Promoting an increased awareness and standardized approaches in diagnosing and treating peripheral artery disease

PERIPHERAL ARTERY DISEASE (PAD)

ALGORITHMIC APPROACH AND PATHWAY TO PAD DIAGNOSIS Clinical Presentation

The initial diagnosis of PAD begins with a thorough history and physical examination. Patients in whom a diagnosis of PAD should be considered include those with the following risk factors: [15]

  • Age ≥ 65
  • Age 50-64 with risk factors including diabetes, tobacco use (current or former), hypertension, dyslipidemia, or family history of PAD
  • Age < 50 with diabetes and 1 additional atherosclerosis risk factor
  • Atherosclerotic disease in other vascular beds including coronary, carotid, renal, or mesenteric

Patients at high risk for PAD should be screened for exertional leg symptoms. Of importance, only a minority of patients with PAD will report classic intermittent claudication or present with ischemic rest pain. Since a significant number of PAD patients have co-morbidities such as spinal stenosis, peripheral neuropathy, and osteoarthritis, their symptoms will be more consistent with atypical leg pain that may occur at rest or with exertion [16]. In patients who report no leg symptoms, studies have shown that some degree of functional impairment is usually present [17]. Therefore, even in high-risk patients who are asymptomatic, a thorough history assessing functional capacity is important to detect underlying PAD.

History findings suggestive of PAD:

  • Intermittent claudication
  • Atypical leg pain
  • Functional impairment
  • Ischemic rest pain
  • History of non-healing wounds

Physical examination for PAD:

  • Pulse assessment
    • Femoral, popliteal, dorsalis pedis, and posterior tibial arteries should all be examined.
    • Pulses are graded as 0, absent; 1+, diminished; 2+, normal; 3+, bounding.
    • Pulse examination is not sufficient to establish or exclude PAD diagnosis [18].
    • A hand-held continuous wave Doppler may be used to help determine severity of disease based on signal phasicity.
    • Iliac or femoral bruits may also be suggestive of PAD.
  • Skin examination
    • Arterial ulcers – common on toes and bony prominences; typically painful
    • Gangrene
    • Mottled skin
    • Atrophic nails
    • Extremity hair loss

References

15. Gerhard-Herman MD, Gornik HL, Barrett C, et al. 2016 AHA/ACC guideline on the management of patients with lower extremity peripheral artery disease: Executive summary.

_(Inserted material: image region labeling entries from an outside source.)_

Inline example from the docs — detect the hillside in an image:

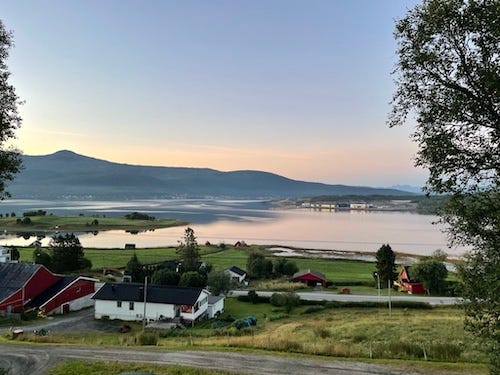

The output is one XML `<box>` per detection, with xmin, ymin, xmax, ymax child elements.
<box><xmin>8</xmin><ymin>151</ymin><xmax>414</xmax><ymax>199</ymax></box>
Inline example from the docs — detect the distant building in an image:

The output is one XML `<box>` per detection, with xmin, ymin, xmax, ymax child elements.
<box><xmin>397</xmin><ymin>266</ymin><xmax>425</xmax><ymax>294</ymax></box>
<box><xmin>292</xmin><ymin>269</ymin><xmax>326</xmax><ymax>287</ymax></box>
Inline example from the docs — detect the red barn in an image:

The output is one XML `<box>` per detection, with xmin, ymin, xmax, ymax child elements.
<box><xmin>27</xmin><ymin>276</ymin><xmax>97</xmax><ymax>315</ymax></box>
<box><xmin>399</xmin><ymin>266</ymin><xmax>425</xmax><ymax>294</ymax></box>
<box><xmin>292</xmin><ymin>270</ymin><xmax>326</xmax><ymax>287</ymax></box>
<box><xmin>0</xmin><ymin>263</ymin><xmax>97</xmax><ymax>312</ymax></box>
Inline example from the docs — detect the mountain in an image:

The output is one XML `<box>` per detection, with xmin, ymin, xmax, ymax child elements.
<box><xmin>8</xmin><ymin>150</ymin><xmax>414</xmax><ymax>199</ymax></box>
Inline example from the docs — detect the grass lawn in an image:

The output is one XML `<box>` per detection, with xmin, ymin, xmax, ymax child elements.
<box><xmin>12</xmin><ymin>298</ymin><xmax>487</xmax><ymax>375</ymax></box>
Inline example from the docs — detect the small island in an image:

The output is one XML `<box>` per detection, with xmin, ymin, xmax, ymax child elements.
<box><xmin>0</xmin><ymin>210</ymin><xmax>187</xmax><ymax>233</ymax></box>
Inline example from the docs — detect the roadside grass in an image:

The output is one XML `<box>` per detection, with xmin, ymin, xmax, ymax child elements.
<box><xmin>2</xmin><ymin>298</ymin><xmax>487</xmax><ymax>374</ymax></box>
<box><xmin>158</xmin><ymin>298</ymin><xmax>487</xmax><ymax>364</ymax></box>
<box><xmin>48</xmin><ymin>360</ymin><xmax>234</xmax><ymax>375</ymax></box>
<box><xmin>0</xmin><ymin>215</ymin><xmax>186</xmax><ymax>232</ymax></box>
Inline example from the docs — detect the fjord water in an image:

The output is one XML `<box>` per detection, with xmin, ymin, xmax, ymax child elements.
<box><xmin>0</xmin><ymin>199</ymin><xmax>464</xmax><ymax>256</ymax></box>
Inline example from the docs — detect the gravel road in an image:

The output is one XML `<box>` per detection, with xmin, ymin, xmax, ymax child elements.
<box><xmin>0</xmin><ymin>345</ymin><xmax>422</xmax><ymax>375</ymax></box>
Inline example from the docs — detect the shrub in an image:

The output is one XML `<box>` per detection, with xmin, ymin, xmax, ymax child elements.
<box><xmin>137</xmin><ymin>332</ymin><xmax>158</xmax><ymax>345</ymax></box>
<box><xmin>302</xmin><ymin>306</ymin><xmax>325</xmax><ymax>314</ymax></box>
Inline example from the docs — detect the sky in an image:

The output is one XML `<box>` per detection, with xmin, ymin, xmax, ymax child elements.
<box><xmin>0</xmin><ymin>0</ymin><xmax>426</xmax><ymax>186</ymax></box>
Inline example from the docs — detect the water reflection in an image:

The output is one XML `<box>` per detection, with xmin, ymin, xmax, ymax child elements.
<box><xmin>0</xmin><ymin>199</ymin><xmax>464</xmax><ymax>255</ymax></box>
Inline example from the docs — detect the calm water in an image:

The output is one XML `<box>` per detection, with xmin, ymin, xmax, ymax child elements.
<box><xmin>0</xmin><ymin>199</ymin><xmax>464</xmax><ymax>256</ymax></box>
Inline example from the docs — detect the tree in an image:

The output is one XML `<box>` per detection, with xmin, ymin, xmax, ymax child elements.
<box><xmin>125</xmin><ymin>253</ymin><xmax>146</xmax><ymax>283</ymax></box>
<box><xmin>207</xmin><ymin>270</ymin><xmax>234</xmax><ymax>296</ymax></box>
<box><xmin>389</xmin><ymin>0</ymin><xmax>500</xmax><ymax>373</ymax></box>
<box><xmin>9</xmin><ymin>246</ymin><xmax>21</xmax><ymax>260</ymax></box>
<box><xmin>376</xmin><ymin>244</ymin><xmax>398</xmax><ymax>288</ymax></box>
<box><xmin>411</xmin><ymin>259</ymin><xmax>448</xmax><ymax>294</ymax></box>
<box><xmin>49</xmin><ymin>233</ymin><xmax>92</xmax><ymax>272</ymax></box>
<box><xmin>247</xmin><ymin>251</ymin><xmax>273</xmax><ymax>279</ymax></box>
<box><xmin>177</xmin><ymin>227</ymin><xmax>200</xmax><ymax>272</ymax></box>
<box><xmin>151</xmin><ymin>268</ymin><xmax>180</xmax><ymax>285</ymax></box>
<box><xmin>0</xmin><ymin>20</ymin><xmax>22</xmax><ymax>200</ymax></box>
<box><xmin>179</xmin><ymin>271</ymin><xmax>207</xmax><ymax>288</ymax></box>
<box><xmin>33</xmin><ymin>248</ymin><xmax>52</xmax><ymax>270</ymax></box>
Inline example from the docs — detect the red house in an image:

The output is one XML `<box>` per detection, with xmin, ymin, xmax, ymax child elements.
<box><xmin>399</xmin><ymin>266</ymin><xmax>425</xmax><ymax>294</ymax></box>
<box><xmin>292</xmin><ymin>270</ymin><xmax>326</xmax><ymax>287</ymax></box>
<box><xmin>0</xmin><ymin>263</ymin><xmax>97</xmax><ymax>313</ymax></box>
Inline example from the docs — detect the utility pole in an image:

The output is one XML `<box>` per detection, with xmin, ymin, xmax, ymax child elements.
<box><xmin>373</xmin><ymin>272</ymin><xmax>380</xmax><ymax>300</ymax></box>
<box><xmin>142</xmin><ymin>276</ymin><xmax>148</xmax><ymax>332</ymax></box>
<box><xmin>387</xmin><ymin>280</ymin><xmax>392</xmax><ymax>317</ymax></box>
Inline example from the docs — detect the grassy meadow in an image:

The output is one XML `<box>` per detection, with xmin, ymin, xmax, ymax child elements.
<box><xmin>5</xmin><ymin>298</ymin><xmax>487</xmax><ymax>374</ymax></box>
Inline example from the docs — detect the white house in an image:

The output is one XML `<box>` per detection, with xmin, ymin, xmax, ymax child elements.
<box><xmin>92</xmin><ymin>283</ymin><xmax>210</xmax><ymax>322</ymax></box>
<box><xmin>225</xmin><ymin>266</ymin><xmax>247</xmax><ymax>283</ymax></box>
<box><xmin>0</xmin><ymin>246</ymin><xmax>10</xmax><ymax>263</ymax></box>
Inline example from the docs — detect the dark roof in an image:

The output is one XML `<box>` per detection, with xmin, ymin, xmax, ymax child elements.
<box><xmin>0</xmin><ymin>263</ymin><xmax>42</xmax><ymax>301</ymax></box>
<box><xmin>27</xmin><ymin>276</ymin><xmax>77</xmax><ymax>307</ymax></box>
<box><xmin>92</xmin><ymin>283</ymin><xmax>203</xmax><ymax>305</ymax></box>
<box><xmin>292</xmin><ymin>270</ymin><xmax>326</xmax><ymax>280</ymax></box>
<box><xmin>228</xmin><ymin>266</ymin><xmax>247</xmax><ymax>276</ymax></box>
<box><xmin>208</xmin><ymin>296</ymin><xmax>224</xmax><ymax>305</ymax></box>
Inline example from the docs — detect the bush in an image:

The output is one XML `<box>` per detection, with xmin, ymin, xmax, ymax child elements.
<box><xmin>137</xmin><ymin>332</ymin><xmax>158</xmax><ymax>345</ymax></box>
<box><xmin>233</xmin><ymin>316</ymin><xmax>257</xmax><ymax>329</ymax></box>
<box><xmin>302</xmin><ymin>306</ymin><xmax>325</xmax><ymax>314</ymax></box>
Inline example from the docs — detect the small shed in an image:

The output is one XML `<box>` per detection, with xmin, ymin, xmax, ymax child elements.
<box><xmin>398</xmin><ymin>266</ymin><xmax>425</xmax><ymax>294</ymax></box>
<box><xmin>224</xmin><ymin>266</ymin><xmax>247</xmax><ymax>283</ymax></box>
<box><xmin>292</xmin><ymin>269</ymin><xmax>326</xmax><ymax>287</ymax></box>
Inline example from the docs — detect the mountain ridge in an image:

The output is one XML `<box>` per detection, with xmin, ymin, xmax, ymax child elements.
<box><xmin>7</xmin><ymin>150</ymin><xmax>418</xmax><ymax>199</ymax></box>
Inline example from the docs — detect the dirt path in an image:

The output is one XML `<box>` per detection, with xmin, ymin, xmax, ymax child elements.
<box><xmin>0</xmin><ymin>345</ymin><xmax>416</xmax><ymax>375</ymax></box>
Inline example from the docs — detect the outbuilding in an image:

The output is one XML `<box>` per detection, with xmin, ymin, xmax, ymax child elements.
<box><xmin>92</xmin><ymin>283</ymin><xmax>210</xmax><ymax>322</ymax></box>
<box><xmin>0</xmin><ymin>263</ymin><xmax>97</xmax><ymax>313</ymax></box>
<box><xmin>398</xmin><ymin>266</ymin><xmax>425</xmax><ymax>294</ymax></box>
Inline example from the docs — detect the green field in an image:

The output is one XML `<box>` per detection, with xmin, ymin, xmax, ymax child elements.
<box><xmin>7</xmin><ymin>298</ymin><xmax>487</xmax><ymax>375</ymax></box>
<box><xmin>0</xmin><ymin>215</ymin><xmax>186</xmax><ymax>233</ymax></box>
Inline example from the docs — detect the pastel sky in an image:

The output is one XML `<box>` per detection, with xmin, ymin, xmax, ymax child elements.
<box><xmin>0</xmin><ymin>0</ymin><xmax>425</xmax><ymax>186</ymax></box>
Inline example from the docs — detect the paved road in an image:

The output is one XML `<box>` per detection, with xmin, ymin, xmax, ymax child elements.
<box><xmin>0</xmin><ymin>345</ymin><xmax>430</xmax><ymax>375</ymax></box>
<box><xmin>231</xmin><ymin>290</ymin><xmax>460</xmax><ymax>305</ymax></box>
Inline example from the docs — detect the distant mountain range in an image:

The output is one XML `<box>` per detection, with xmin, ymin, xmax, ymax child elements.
<box><xmin>8</xmin><ymin>150</ymin><xmax>418</xmax><ymax>200</ymax></box>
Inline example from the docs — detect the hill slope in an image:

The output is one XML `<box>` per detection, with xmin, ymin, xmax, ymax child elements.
<box><xmin>8</xmin><ymin>151</ymin><xmax>407</xmax><ymax>199</ymax></box>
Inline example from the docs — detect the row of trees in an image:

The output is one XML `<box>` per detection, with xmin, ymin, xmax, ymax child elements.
<box><xmin>376</xmin><ymin>244</ymin><xmax>448</xmax><ymax>294</ymax></box>
<box><xmin>389</xmin><ymin>0</ymin><xmax>500</xmax><ymax>374</ymax></box>
<box><xmin>33</xmin><ymin>233</ymin><xmax>92</xmax><ymax>273</ymax></box>
<box><xmin>247</xmin><ymin>251</ymin><xmax>299</xmax><ymax>279</ymax></box>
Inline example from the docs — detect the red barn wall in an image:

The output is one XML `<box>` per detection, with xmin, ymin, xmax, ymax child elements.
<box><xmin>0</xmin><ymin>267</ymin><xmax>62</xmax><ymax>311</ymax></box>
<box><xmin>24</xmin><ymin>267</ymin><xmax>62</xmax><ymax>301</ymax></box>
<box><xmin>43</xmin><ymin>280</ymin><xmax>95</xmax><ymax>314</ymax></box>
<box><xmin>0</xmin><ymin>289</ymin><xmax>23</xmax><ymax>311</ymax></box>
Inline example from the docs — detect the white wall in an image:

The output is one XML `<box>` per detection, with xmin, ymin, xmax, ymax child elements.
<box><xmin>94</xmin><ymin>300</ymin><xmax>175</xmax><ymax>321</ymax></box>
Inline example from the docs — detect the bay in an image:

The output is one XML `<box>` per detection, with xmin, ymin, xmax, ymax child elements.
<box><xmin>0</xmin><ymin>199</ymin><xmax>465</xmax><ymax>257</ymax></box>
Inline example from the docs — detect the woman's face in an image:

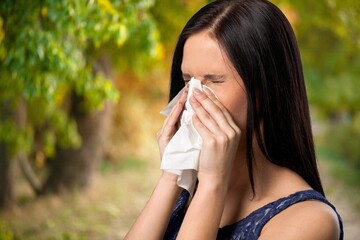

A report of the American College of Cardiology/American Heart Association Task Force on Clinical Practice Guidelines. Circulation. 2017;135(12):e686-e725.

16. McDermott MM, Greenland P, Liu K, et al. Leg symptoms in peripheral arterial disease: associated clinical characteristics and functional impairment. JAMA. 2001;286:1599-606.

17. McDermott MM, Fried L, Simonsick E, Ling S, Guralnik JM. Asymptomatic peripheral arterial disease is independently associated with impaired lower extremity functioning. The Women’s Health and Aging Study. Circulation. 2000;101(9):1007-1012.

18. Criqui MH, Fronek A, Kaluber MR, et al. The sensitivity, specificity, and predictive value of traditional clinical evaluation of peripheral arterial disease: results from noninvasive testing in a defined population. Circulation. 1985;71:516-22.